Nel testo narrativo l’anticipazione serve a creare attenzione e attesa nel lettore. Anche qui. I vangeli sono storie raccontate e le regole sono quelle. Ma a Giovanni sembra interessare di più l’affermazione (teologicamente fondamentale diremmo oggi) che parole e azioni di Gesù possono essere comprese solo a partire dalla fine. Una fine smisurata rispetto alle attese.
Ci si aspettava la liberazione dall’oppressione, un popolo ricostituito nella sua libertà e invece arriva la morte del Messia. E poi la resurrezione. Qualcosa così difficile da accogliere che Giovanni ogni volta che può la anticipa, ancora e ancora.
Il gesto di Gesù che caccia i mercanti è teatrale e sorprendente. Avrebbe potuto predicare mettendo in guardia i discepoli, come farà a proposito degli scribi e dei farisei, senza la sferza di cordicelle. È un gesto che è proprio accaduto, lo riportano tutti i quattro vangeli. Solo Giovanni però, lo mette all’inizio della predicazione.
Qui si parla di Dio, ha scritto nel prologo. E ora chiede: dove si trova Dio? Nel tempio, risponde il buon ebreo credente che nella festa di Pasqua sale a Gerusalemme in un pellegrinaggio codificato dai capi religiosi. Nella persona di Gesù, risponde Giovanni.
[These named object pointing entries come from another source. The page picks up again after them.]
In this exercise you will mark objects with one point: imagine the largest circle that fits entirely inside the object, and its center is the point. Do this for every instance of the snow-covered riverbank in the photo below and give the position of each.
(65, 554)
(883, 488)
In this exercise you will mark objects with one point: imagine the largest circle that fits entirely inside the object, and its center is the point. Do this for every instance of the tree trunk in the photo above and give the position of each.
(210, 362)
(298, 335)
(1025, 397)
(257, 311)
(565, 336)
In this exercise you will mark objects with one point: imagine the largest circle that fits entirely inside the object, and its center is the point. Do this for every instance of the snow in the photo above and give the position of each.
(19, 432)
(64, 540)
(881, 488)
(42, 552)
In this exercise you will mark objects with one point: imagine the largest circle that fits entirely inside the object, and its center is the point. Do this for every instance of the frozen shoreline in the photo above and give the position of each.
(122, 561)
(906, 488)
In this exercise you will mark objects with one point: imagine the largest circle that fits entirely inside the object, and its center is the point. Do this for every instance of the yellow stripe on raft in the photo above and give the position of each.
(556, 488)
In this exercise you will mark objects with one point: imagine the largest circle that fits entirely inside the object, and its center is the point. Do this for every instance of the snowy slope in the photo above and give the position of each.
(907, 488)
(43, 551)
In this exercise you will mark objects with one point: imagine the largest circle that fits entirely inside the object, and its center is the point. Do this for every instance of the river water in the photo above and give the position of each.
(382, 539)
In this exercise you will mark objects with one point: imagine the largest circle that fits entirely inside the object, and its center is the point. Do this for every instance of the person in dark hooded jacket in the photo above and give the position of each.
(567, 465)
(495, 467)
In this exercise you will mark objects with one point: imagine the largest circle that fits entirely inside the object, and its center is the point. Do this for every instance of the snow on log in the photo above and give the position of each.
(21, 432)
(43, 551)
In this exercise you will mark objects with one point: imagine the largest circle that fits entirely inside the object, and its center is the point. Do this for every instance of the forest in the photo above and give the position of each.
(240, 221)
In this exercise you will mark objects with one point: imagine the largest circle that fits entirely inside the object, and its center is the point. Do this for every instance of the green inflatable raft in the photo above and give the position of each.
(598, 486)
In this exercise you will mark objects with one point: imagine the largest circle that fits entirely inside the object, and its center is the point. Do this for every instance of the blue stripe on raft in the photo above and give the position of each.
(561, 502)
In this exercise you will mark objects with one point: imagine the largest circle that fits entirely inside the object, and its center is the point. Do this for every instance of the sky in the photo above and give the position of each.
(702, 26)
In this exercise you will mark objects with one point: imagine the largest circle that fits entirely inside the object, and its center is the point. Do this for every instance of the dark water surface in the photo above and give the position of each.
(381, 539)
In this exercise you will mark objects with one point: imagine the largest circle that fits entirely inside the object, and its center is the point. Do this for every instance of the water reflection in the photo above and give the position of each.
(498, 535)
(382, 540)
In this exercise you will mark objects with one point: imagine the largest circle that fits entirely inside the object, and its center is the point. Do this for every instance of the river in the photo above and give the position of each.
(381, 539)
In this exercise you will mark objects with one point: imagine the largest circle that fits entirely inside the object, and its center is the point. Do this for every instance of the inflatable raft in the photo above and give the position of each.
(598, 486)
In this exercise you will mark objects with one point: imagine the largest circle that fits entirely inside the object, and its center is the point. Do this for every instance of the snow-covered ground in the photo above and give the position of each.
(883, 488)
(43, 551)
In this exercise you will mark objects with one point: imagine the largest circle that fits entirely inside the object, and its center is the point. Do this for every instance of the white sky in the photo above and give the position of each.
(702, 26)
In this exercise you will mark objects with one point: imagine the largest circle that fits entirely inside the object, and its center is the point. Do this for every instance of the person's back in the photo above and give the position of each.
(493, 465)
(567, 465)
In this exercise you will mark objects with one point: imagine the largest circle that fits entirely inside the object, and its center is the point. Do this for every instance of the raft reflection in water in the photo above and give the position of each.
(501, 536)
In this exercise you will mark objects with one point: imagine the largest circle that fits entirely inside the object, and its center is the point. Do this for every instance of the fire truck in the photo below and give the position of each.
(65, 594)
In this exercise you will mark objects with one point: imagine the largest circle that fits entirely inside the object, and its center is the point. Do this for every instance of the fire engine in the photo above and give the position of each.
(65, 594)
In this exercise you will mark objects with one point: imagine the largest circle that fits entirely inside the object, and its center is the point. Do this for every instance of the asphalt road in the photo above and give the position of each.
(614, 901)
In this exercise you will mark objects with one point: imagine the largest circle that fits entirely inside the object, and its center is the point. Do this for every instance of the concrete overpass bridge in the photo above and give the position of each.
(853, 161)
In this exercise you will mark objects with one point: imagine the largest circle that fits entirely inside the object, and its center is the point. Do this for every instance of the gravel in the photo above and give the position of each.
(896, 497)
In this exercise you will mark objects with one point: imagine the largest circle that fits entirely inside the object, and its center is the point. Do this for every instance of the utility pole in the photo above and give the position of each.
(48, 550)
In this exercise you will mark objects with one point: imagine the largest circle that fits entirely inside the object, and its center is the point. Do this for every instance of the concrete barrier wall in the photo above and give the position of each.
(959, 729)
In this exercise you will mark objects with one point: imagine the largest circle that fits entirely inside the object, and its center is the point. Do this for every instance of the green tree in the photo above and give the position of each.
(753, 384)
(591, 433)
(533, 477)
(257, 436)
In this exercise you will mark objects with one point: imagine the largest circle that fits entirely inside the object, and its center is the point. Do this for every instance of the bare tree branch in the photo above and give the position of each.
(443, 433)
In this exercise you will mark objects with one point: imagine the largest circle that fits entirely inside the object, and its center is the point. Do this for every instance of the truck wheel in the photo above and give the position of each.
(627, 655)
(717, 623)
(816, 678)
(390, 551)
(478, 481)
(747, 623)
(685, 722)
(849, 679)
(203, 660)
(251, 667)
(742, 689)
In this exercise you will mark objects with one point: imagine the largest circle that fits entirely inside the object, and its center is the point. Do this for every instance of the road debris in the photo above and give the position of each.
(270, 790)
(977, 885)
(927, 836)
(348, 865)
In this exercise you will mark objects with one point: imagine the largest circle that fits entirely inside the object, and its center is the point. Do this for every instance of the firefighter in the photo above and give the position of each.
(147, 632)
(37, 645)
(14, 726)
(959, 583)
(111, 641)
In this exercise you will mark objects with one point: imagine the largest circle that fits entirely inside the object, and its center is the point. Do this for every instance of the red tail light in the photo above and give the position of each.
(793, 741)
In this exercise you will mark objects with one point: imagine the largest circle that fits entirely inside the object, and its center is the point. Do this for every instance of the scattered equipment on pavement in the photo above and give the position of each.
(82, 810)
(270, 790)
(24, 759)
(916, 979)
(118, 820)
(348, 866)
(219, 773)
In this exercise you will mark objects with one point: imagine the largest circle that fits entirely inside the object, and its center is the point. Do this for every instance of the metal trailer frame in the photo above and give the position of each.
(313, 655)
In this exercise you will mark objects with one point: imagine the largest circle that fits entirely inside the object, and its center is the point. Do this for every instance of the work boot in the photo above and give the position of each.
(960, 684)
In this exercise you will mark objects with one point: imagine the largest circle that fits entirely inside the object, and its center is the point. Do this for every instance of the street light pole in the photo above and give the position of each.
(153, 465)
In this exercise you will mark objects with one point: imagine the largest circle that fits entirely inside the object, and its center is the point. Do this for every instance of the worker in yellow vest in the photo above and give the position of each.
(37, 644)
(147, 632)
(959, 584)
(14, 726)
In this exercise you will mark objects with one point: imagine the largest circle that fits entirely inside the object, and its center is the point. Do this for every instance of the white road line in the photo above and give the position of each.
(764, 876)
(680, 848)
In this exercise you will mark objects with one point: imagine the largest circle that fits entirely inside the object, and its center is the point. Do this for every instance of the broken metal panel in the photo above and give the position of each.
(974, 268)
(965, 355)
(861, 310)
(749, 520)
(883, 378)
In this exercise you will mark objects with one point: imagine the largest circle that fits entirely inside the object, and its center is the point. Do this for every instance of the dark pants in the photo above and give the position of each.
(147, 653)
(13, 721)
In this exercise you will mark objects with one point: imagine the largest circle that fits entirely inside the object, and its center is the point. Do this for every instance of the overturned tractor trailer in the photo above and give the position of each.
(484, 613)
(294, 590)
Ai capi religiosi, spiazzati o arrabbiati per qualcosa che manda all’aria l’istituzione a cui appartengono, e chiedono segni, Gesù dà una risposta che non possono capire: Io sono il tempio. E nemmeno i discepoli capiscono, ma la ricorderanno dopo la resurrezione e intanto però restano con lui, non lo lasciano, imparano a credere che la fede è più grande di un mercato, fosse pure sacro.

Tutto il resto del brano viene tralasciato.